The process would have been the same in 1912 for Titanic’s pianos, and according to Steinway, “Most of the techniques have stayed the same in the 80 year interim [since the video was made].” Titanic‘s Steinway pianos would have followed these preliminary processes until the cabinets were finished with their one-of-a-kind “art cases”, designs made for and seen only on Titanic.
For more on Steinway, visit the La Guardia and Wagner Archives’ website
In March 2012, 100 years after Titanic‘s pianos were anchored into place, I traveled to New York for the Music Teachers’ National Association (MTNA) conference at the New York Hilton. One of the highlights of my trip was meeting several Steinway employees, both at the conference trade show and on a visit to Steinway Hall.
During the trade show Sante Auriti, an artisan at the Steinway booth, plied his trade before our eyes. He chiseled and sanded a grand piano cabinet which lay upside-down on a sawhorse workbench. Wood chips littered the red carpeted floor.
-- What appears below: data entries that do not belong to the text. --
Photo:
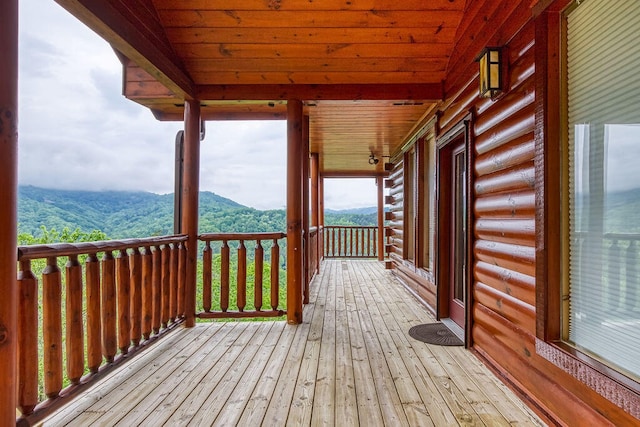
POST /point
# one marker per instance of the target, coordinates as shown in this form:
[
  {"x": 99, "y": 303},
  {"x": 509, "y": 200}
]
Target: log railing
[
  {"x": 350, "y": 241},
  {"x": 315, "y": 234},
  {"x": 218, "y": 298},
  {"x": 93, "y": 316}
]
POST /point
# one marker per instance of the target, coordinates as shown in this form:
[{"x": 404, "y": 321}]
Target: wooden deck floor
[{"x": 350, "y": 363}]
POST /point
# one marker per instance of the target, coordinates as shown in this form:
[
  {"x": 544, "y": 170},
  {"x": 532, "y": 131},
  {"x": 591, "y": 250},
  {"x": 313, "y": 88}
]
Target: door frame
[{"x": 444, "y": 151}]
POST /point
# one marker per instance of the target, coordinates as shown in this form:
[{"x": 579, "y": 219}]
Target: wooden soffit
[{"x": 367, "y": 70}]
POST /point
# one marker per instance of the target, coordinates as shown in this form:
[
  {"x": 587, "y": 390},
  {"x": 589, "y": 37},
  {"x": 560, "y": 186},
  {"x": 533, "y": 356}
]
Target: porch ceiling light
[
  {"x": 490, "y": 60},
  {"x": 373, "y": 160}
]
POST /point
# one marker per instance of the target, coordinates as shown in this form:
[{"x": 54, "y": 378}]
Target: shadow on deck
[{"x": 351, "y": 362}]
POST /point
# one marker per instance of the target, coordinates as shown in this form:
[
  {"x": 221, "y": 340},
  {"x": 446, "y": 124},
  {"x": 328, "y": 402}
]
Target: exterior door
[
  {"x": 458, "y": 234},
  {"x": 452, "y": 264}
]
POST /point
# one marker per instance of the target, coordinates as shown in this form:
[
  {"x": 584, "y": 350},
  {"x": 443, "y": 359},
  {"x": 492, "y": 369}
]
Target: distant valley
[{"x": 124, "y": 214}]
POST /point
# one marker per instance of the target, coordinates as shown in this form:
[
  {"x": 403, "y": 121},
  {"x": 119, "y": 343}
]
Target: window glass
[{"x": 603, "y": 134}]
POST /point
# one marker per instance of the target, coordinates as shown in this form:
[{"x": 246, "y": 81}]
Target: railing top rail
[
  {"x": 613, "y": 236},
  {"x": 350, "y": 226},
  {"x": 208, "y": 237},
  {"x": 67, "y": 249}
]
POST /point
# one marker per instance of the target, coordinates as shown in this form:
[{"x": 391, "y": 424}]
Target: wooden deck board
[{"x": 350, "y": 363}]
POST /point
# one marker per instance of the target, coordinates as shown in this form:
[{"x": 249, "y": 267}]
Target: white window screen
[{"x": 603, "y": 67}]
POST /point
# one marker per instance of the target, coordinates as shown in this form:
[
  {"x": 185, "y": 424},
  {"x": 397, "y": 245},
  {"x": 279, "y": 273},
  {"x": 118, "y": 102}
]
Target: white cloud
[{"x": 77, "y": 131}]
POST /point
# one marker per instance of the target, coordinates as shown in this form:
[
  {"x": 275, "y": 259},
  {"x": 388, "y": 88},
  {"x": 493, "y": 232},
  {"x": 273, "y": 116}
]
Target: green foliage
[
  {"x": 339, "y": 218},
  {"x": 122, "y": 214},
  {"x": 46, "y": 236}
]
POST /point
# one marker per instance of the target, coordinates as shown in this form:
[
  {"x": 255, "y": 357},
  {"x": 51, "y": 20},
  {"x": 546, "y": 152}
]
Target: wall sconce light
[
  {"x": 490, "y": 60},
  {"x": 373, "y": 160}
]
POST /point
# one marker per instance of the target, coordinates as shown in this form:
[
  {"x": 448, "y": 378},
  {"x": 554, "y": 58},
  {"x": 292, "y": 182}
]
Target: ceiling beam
[
  {"x": 224, "y": 115},
  {"x": 133, "y": 29},
  {"x": 307, "y": 92},
  {"x": 352, "y": 174}
]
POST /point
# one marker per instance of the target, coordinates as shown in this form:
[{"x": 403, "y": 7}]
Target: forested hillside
[{"x": 120, "y": 214}]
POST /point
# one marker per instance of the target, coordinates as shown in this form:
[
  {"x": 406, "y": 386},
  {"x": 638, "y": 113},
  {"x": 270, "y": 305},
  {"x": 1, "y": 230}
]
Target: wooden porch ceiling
[{"x": 244, "y": 58}]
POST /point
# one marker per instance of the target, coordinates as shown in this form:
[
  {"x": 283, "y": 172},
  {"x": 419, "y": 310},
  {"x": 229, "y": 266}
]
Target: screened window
[
  {"x": 409, "y": 204},
  {"x": 426, "y": 195},
  {"x": 602, "y": 294}
]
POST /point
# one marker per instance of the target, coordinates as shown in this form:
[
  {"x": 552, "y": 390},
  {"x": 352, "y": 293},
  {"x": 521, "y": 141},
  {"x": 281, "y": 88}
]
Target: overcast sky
[{"x": 77, "y": 131}]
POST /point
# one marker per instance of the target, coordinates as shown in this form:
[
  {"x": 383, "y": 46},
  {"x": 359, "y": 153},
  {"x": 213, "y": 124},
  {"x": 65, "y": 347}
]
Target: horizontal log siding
[
  {"x": 504, "y": 288},
  {"x": 417, "y": 280},
  {"x": 504, "y": 317}
]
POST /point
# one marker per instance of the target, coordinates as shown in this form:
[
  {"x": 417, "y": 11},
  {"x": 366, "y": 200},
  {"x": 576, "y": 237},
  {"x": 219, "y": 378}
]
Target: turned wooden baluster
[
  {"x": 156, "y": 290},
  {"x": 257, "y": 282},
  {"x": 75, "y": 333},
  {"x": 275, "y": 275},
  {"x": 173, "y": 289},
  {"x": 206, "y": 277},
  {"x": 124, "y": 301},
  {"x": 242, "y": 276},
  {"x": 375, "y": 245},
  {"x": 166, "y": 284},
  {"x": 333, "y": 242},
  {"x": 182, "y": 265},
  {"x": 94, "y": 326},
  {"x": 224, "y": 276},
  {"x": 27, "y": 339},
  {"x": 355, "y": 241},
  {"x": 135, "y": 262},
  {"x": 52, "y": 322},
  {"x": 108, "y": 294},
  {"x": 147, "y": 291}
]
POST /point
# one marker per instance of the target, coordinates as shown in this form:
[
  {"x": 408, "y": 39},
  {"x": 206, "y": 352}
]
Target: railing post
[
  {"x": 108, "y": 295},
  {"x": 94, "y": 320},
  {"x": 174, "y": 280},
  {"x": 147, "y": 292},
  {"x": 380, "y": 184},
  {"x": 275, "y": 275},
  {"x": 305, "y": 210},
  {"x": 257, "y": 278},
  {"x": 156, "y": 293},
  {"x": 135, "y": 265},
  {"x": 8, "y": 211},
  {"x": 191, "y": 187},
  {"x": 28, "y": 339},
  {"x": 315, "y": 207},
  {"x": 294, "y": 212},
  {"x": 75, "y": 333},
  {"x": 52, "y": 318},
  {"x": 224, "y": 276},
  {"x": 241, "y": 282},
  {"x": 166, "y": 284},
  {"x": 206, "y": 277}
]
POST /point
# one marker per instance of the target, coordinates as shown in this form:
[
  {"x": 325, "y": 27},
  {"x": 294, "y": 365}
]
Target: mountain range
[{"x": 129, "y": 214}]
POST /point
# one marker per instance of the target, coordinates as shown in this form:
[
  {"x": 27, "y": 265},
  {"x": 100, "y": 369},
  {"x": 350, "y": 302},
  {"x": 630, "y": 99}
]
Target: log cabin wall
[
  {"x": 395, "y": 212},
  {"x": 504, "y": 207}
]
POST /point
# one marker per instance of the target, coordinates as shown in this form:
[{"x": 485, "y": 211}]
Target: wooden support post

The craftsman explained that the cabinet of the piano is made up of many thin layers of maple that have been plied together, for ease of shaping the curves. The carved wooden appliqués and sculpted legs are individually machine carved then hand detailed to make a perfect fit. This takes hours of hands-on crafting, the musical counterpart of the “slow food” movement – this is real take-time-to-do-it-right craftsmanship.
His shirt says, “I Build the World’s Best Piano.”
You can see the pedal lyre, here upside-down, with the three notches where the brass pedals will be fitted (top side).
Here is a look at the finished piano, Steinway & Sons Louis XV, at 5’7″. While this style was not seen on Titanic, these photos give an idea as to the slow, hands-on process that pianos of this quality go through prior to the finishing touches that make a Steinway & Sons piano a superb musical instrument.
Titanic had five Steinway pianos on board, four of which were “art case.” One appreciates the time and care that went into Titanic‘s pianos from just one meeting with a Steinway artisan.